Wandering goats, not to mention neighbors irritated by unexpected visits, represent only one problem. Improperly installed fencing can also put goats at risk.
"I can't tell you how many times I've driven down some lonely country road and seen a silly goat with its head stuck in a fence, and that's just predator bait," Rochester says.
She speaks from experience. Rochester, who earned a degree in animal husbandry in England, moved to the United States in 1982. She's raised Boer goats since their introduction into the United States in the mid-1990s.
Rochester's animals are frequent winners at the competitive Fort Worth Stock Show Rodeo, winning at least one of three goat divisions each year since 1996. She devotes 15 acres to goats, averaging about 40 animals per acre.
Securing any goat operation begins with a good perimeter fence, she says.
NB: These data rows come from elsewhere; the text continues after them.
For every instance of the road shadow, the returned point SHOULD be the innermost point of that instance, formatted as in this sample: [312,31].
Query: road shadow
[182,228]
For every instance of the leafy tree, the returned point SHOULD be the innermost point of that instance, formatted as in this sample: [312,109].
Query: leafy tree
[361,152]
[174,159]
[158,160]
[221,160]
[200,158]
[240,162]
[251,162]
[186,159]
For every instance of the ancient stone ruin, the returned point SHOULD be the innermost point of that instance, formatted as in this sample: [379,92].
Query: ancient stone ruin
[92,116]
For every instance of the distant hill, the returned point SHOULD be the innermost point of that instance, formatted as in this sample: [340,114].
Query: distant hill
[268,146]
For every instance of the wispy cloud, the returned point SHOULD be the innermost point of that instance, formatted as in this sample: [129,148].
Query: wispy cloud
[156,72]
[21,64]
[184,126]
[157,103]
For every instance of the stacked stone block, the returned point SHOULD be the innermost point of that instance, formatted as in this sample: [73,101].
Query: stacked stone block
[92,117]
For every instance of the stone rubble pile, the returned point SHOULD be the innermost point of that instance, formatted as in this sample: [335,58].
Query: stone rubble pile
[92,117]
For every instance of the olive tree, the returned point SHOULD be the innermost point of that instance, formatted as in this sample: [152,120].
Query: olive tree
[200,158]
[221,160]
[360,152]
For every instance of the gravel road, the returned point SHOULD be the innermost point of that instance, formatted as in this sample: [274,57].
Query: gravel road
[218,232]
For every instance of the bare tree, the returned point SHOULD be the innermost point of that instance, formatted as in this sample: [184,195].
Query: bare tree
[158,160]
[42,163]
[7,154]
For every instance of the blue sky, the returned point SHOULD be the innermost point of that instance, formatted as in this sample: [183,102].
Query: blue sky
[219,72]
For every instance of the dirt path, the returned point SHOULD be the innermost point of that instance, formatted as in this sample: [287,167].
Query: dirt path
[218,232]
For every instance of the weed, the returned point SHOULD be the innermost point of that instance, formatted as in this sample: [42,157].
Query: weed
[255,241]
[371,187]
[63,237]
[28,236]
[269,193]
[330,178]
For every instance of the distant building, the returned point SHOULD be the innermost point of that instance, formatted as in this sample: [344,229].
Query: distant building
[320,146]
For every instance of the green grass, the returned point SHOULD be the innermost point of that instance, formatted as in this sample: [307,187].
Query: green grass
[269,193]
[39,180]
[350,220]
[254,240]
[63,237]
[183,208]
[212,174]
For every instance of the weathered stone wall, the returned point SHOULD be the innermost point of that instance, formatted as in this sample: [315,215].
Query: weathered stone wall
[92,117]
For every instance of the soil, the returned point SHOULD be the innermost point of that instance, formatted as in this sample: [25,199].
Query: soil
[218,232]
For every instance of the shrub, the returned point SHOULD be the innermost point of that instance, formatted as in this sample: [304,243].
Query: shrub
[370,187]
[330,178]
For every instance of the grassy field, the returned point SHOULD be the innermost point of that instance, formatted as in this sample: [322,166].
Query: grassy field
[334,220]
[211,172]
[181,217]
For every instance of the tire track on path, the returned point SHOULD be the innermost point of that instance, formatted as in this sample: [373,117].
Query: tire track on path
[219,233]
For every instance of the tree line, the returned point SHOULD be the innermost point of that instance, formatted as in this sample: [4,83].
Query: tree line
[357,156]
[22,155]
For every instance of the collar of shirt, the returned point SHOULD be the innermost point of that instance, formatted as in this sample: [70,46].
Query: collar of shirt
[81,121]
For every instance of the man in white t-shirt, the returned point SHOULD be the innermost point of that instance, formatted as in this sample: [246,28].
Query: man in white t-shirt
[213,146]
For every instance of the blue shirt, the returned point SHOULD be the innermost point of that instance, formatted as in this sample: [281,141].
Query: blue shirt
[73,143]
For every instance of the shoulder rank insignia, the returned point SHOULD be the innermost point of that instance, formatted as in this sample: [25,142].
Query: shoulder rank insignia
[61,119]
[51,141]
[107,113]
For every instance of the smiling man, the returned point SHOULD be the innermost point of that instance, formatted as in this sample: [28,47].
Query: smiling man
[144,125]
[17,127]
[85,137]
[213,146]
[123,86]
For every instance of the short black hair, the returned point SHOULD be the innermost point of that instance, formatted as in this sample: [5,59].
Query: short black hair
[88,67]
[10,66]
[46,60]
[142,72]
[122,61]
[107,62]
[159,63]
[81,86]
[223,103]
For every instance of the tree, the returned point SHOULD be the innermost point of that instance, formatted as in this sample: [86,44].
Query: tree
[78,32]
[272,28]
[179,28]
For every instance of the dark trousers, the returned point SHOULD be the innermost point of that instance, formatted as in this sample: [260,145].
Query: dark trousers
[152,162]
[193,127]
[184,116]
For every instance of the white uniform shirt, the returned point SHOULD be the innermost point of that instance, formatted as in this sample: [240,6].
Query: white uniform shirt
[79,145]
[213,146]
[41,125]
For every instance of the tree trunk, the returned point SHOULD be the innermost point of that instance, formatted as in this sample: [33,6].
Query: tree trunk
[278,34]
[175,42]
Often people try to adapt an old cow fence and learn too late the gaps between fence wires, or squares, are the wrong size.
A curious goat can often push its head through the fence but its horns can keep them from pulling free, Rochester says.
A fence with 4-inch squares represents the best option, Rochester says. Fencing with 12-inch squares usually allows a goat to push through and usually pull back safely.
"A 6-inch square is a goat-killer," she says. "They can sometimes strangle in there but the biggest thing is predators. They're coyote bait."
Rochester begins most perimeter fences with 4-foot-high fencingthat meets the ground and is secured to 7-foot posts. A plain wire pulled as tight as possible runs between the posts at eye- level, which not only secures the top rung of fence, but it discourages goats from climbing the fence. To further discourage climbing, some goat owners recommend stringing a strand of electric fencing at the top of the wire fence.
Once completed, the fence should offer good security, particularly because goats usually won't jump a fence. They will, though, test the fence, scratching against it to relieve the itching caused by lice common in all goats, Rochester says. And because bucks - male goats - can weight as much as 400 pounds, they can do heavy damage to a fence.
Rochester also keeps special pens for kids, corralling young goats with portable, tubular fence panels. The panels also work well for quickly establishing chutes when loading or unloading goats or separating a sickly goat.
There's also a frequent need to temporarily divide a pasture. Rochester prefers fence panels made of welded wire, with squares that become smaller toward the bottom, graduating to a size small enough to prevent the escape of young kids.